Anyone advocating a "litmus test" is creating a false dichotomy. Isn't it possible to oppose extravagant CEO compensation and argue that paying that compensation via federal funds is even worse?
Excessive executive compensation is not only bad for society and for the economy, it's not even in the (long term) best interests of the company. The current system encourages extreme short term thinking, so that's exactly what we get. Since officers of publicly traded companies have a legal obligation to act in the best interests of the shareholders, there's a strong argument that the current system is a violation of securities law.
That's the systemic argument, and people have been making it for at least a decade. Corporations -- via their officers -- have been opposing that argument just as long.
But once the government steps in to "support" these companies, it seems reasonable that the government should be able to impose some conditions on that support. So even if the systemic problem didn't exist, or you disagree that it's a problem, the government would still have an independent reason to assert some control now.
As for the red herring that "it's been paid back", I disagree that it has been paid back. Consider all funds provided since the beginning of the crisis, via all facilities, and the discounted (or non-existent) amount of interest paid -- plus the revolving door from the discount window to short-term bonds and back -- and the big banks have been given billions of tax dollars.

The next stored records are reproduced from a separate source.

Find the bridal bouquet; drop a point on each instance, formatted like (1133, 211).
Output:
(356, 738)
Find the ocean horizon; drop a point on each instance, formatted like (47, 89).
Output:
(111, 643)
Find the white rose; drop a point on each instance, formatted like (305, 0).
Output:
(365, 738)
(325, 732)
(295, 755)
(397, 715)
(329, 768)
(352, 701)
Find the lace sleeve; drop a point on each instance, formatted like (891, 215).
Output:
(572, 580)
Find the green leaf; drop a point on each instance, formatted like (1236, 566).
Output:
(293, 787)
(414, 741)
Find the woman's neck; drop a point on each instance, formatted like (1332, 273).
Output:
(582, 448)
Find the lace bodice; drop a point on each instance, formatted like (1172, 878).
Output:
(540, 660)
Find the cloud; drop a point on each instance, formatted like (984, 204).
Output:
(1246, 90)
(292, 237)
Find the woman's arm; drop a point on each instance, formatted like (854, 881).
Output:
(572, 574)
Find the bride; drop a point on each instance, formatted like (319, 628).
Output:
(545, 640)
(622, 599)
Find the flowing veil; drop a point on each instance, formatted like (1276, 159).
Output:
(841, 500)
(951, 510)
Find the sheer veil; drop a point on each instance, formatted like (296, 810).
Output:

So pointing out executive compensation in Hollywood does nothing to mitigate or excuse what's happening on Wall Street. Instead, it's an example of the continuation of a problem that pre-existed the current crisis. That problem still exists, and what is happening on Wall Street now is still worse.
And once again, "conservatives" are making the argument that someone else is doing something sort of similar that's also bad, so no one should criticize the massively larger offenses of the financial set.